A Mosaic Data Science Case Study

Download PDF


Our client, one of the largest Oil & Gas companies in the world, owns and leases diesel supply ships to deliver diesel fuel to offshore drilling rigs and production platforms and to provide additional support services as needed. These ships burn diesel fuel from the same supply used to replenish fuel on the platforms. Once a ship returned to port, it was historically difficult to account for how much fuel was delivered to platforms, how much was used to fuel the ship’s operations, and how much may have been lost to other unapproved activities.

To track fuel usage, our client relied on manually reported fuel burn and delivery logs kept by ship captains. However, business analysts and operational managers wanted a way to accurately model daily fuel usage without depending on the accuracy and honesty of these logs. Previous attempts to develop such a tool internally resulted in highly inaccurate model predictions.

Mosaic Data Science, an innovative analytics consulting firm with proven experience in the energy industry, was brought on to develop an improved fuel usage prediction tool. The data-driven predictions would enable business analysts and auditors to closely track daily fuel consumption for the customer’s fleet of ships and to isolate potential cases of fraud where predicted fuel burn did not match the fuel consumption reported in the ship’s logs.


At the start of the engagement, Mosaic’s data scientists met with customer stakeholders to understand diesel resupply operations, what data is collected and how it is collected and stored, and the objectives of the business analysts and other potential users of the tool. Mosaic determined that a light-weight, machine learning-based tool built in R (a statistical programming language) would be the most cost-effective approach to deploy an effective predictive capability. Mosaic would help to integrate the predictions with an existing front-end analysis tool to minimize customer costs and the need for user training.

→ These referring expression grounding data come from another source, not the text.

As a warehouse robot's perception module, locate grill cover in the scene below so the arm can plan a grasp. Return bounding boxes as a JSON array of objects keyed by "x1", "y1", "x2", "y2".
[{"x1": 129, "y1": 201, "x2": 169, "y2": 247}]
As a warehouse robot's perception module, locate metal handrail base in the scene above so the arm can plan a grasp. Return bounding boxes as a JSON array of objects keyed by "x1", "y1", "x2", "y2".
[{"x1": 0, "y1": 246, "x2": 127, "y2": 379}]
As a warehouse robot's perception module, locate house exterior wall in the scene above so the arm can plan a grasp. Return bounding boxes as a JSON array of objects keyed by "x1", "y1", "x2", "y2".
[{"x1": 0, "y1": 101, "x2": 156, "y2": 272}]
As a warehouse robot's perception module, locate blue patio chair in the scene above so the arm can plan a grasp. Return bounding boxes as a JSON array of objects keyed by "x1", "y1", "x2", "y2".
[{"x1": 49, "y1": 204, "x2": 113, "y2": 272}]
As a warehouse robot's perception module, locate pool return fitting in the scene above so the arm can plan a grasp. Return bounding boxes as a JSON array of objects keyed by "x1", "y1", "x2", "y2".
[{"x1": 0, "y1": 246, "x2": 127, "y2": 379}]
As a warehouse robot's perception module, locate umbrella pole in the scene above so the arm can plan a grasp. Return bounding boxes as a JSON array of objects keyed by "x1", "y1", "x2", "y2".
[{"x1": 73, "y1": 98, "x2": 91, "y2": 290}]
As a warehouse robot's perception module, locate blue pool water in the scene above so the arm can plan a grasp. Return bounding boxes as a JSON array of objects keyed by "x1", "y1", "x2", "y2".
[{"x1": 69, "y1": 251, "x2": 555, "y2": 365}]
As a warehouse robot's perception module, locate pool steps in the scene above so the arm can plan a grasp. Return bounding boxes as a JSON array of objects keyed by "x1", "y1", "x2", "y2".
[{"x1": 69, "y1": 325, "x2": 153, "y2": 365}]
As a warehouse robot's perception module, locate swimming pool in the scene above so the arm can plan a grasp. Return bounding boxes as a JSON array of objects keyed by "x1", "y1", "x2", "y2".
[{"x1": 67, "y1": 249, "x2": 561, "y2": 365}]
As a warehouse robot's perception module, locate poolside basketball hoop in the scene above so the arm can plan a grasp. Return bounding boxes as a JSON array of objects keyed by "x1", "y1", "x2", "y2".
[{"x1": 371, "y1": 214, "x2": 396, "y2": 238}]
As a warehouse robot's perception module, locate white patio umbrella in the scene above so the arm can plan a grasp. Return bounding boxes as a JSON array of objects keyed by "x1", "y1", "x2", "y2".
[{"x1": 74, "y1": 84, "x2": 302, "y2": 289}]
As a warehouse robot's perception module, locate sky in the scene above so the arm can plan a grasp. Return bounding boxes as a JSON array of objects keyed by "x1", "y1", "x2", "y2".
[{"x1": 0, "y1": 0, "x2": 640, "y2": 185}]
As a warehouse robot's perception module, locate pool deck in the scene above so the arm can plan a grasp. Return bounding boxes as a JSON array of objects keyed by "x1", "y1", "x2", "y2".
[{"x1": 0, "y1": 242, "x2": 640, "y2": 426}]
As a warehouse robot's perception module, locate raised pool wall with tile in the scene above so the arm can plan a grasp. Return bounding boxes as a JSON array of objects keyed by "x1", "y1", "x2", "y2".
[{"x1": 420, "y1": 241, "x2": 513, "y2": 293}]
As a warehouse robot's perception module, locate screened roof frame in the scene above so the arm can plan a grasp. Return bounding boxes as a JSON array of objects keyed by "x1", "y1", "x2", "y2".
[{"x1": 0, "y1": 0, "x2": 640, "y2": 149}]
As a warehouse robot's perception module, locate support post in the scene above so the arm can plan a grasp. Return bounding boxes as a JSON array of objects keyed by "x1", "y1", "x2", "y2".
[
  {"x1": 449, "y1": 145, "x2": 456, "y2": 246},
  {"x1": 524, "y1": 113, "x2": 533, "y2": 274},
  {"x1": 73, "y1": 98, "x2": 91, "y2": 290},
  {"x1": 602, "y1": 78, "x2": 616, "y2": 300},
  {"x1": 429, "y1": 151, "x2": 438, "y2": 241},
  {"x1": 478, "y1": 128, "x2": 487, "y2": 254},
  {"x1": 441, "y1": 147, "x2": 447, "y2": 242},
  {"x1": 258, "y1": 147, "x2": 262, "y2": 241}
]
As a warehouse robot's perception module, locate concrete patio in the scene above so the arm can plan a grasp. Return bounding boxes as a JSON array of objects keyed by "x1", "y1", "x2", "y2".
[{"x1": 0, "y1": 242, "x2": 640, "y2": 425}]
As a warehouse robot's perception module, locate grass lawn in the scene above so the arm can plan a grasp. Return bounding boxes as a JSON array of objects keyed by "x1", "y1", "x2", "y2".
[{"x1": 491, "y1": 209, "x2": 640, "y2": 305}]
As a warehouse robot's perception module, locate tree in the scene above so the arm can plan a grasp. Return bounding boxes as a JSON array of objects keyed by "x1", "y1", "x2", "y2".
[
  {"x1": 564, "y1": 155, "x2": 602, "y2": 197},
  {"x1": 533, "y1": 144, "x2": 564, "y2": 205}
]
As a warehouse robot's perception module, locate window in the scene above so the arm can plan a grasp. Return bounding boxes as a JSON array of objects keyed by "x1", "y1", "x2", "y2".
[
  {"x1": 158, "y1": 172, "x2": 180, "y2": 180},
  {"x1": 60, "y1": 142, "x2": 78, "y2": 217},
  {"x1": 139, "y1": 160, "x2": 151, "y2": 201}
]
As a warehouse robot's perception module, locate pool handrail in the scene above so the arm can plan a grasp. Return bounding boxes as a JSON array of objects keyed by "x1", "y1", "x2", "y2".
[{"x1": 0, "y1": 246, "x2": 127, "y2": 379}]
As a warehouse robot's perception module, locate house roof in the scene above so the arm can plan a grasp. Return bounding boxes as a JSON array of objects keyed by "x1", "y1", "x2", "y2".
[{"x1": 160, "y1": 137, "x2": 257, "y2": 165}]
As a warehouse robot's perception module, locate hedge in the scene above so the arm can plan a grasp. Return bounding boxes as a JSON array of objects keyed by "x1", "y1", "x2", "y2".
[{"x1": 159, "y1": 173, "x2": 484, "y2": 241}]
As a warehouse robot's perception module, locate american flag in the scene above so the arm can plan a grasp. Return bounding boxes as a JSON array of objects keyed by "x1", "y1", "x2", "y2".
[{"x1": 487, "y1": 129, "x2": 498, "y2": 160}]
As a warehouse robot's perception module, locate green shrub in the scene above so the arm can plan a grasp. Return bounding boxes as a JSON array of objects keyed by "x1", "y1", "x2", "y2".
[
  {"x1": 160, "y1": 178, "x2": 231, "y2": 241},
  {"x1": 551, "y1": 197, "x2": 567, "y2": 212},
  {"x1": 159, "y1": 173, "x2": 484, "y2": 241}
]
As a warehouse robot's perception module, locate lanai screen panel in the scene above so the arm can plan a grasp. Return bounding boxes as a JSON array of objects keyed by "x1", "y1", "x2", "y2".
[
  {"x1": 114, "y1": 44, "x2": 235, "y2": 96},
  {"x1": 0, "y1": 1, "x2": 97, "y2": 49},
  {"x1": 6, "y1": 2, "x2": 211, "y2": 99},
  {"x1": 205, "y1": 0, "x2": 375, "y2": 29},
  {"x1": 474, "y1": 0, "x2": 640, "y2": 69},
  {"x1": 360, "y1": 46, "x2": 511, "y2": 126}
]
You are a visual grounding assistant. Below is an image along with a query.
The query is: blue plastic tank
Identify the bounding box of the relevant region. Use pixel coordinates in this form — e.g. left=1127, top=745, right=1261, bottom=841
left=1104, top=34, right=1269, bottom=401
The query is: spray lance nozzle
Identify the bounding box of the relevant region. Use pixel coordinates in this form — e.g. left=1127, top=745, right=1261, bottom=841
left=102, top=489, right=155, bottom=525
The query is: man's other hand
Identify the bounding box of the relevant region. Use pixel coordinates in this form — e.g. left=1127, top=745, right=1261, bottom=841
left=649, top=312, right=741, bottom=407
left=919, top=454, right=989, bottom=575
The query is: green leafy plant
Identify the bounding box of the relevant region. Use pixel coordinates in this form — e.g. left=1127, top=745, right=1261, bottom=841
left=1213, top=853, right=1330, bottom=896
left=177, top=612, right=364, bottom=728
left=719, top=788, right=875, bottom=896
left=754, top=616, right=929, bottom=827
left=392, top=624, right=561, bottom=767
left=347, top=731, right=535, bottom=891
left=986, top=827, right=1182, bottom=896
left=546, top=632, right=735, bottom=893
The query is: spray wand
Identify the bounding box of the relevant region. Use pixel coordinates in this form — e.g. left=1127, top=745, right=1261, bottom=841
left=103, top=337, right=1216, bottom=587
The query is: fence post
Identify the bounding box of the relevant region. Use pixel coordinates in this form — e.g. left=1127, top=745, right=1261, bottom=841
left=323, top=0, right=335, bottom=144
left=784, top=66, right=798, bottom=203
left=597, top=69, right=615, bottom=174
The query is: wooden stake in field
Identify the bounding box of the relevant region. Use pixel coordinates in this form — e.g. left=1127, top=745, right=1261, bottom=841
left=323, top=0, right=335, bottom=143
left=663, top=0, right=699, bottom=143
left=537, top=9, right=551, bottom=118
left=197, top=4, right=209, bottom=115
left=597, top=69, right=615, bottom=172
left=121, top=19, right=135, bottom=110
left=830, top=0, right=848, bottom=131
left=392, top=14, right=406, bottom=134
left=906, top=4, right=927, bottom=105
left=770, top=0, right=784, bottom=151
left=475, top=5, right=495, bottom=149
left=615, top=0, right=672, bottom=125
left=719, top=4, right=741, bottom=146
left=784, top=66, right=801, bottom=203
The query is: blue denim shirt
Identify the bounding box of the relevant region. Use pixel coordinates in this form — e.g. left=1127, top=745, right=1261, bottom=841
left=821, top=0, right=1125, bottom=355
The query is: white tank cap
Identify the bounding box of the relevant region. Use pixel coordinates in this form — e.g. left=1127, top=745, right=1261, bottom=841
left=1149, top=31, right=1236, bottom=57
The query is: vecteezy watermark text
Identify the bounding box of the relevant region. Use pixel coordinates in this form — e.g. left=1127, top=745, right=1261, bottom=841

Daily historical data was available for up to 2 years for each ship in the fleet and encompassed various activities, logged down to the minute, but only total fuel use per day. This aggregate daily fuel use observation was one of the key challenges to developing an accurate model. To be effective, the model would need to allocate fuel usage to individual activities to establish fuel burn rates that could be generalized to any mix of activities in the future.

Mosaic’s data science consultants solved this problem with an aggregate observation regression machine learning model. Assuming that burn rates are more or less constant for each activity for a given ship ( gallons per minute for activity ), if the activity log indicates that the ship performed each activity  for  minutes during the day, then the total fuel burn  for the day is approximated by:

With this problem definition, the approximate values for  can be solved for using a simple linear regression. For up to 2 years of history, each ship’s daily reported activities and fuel burn were extracted from the ship’s logs. To account for differences between ships, a separate regression model was trained for each ship to generate ship-specific fuel burn rates that could be used to predict fuel burn for that ship based on future activity reports.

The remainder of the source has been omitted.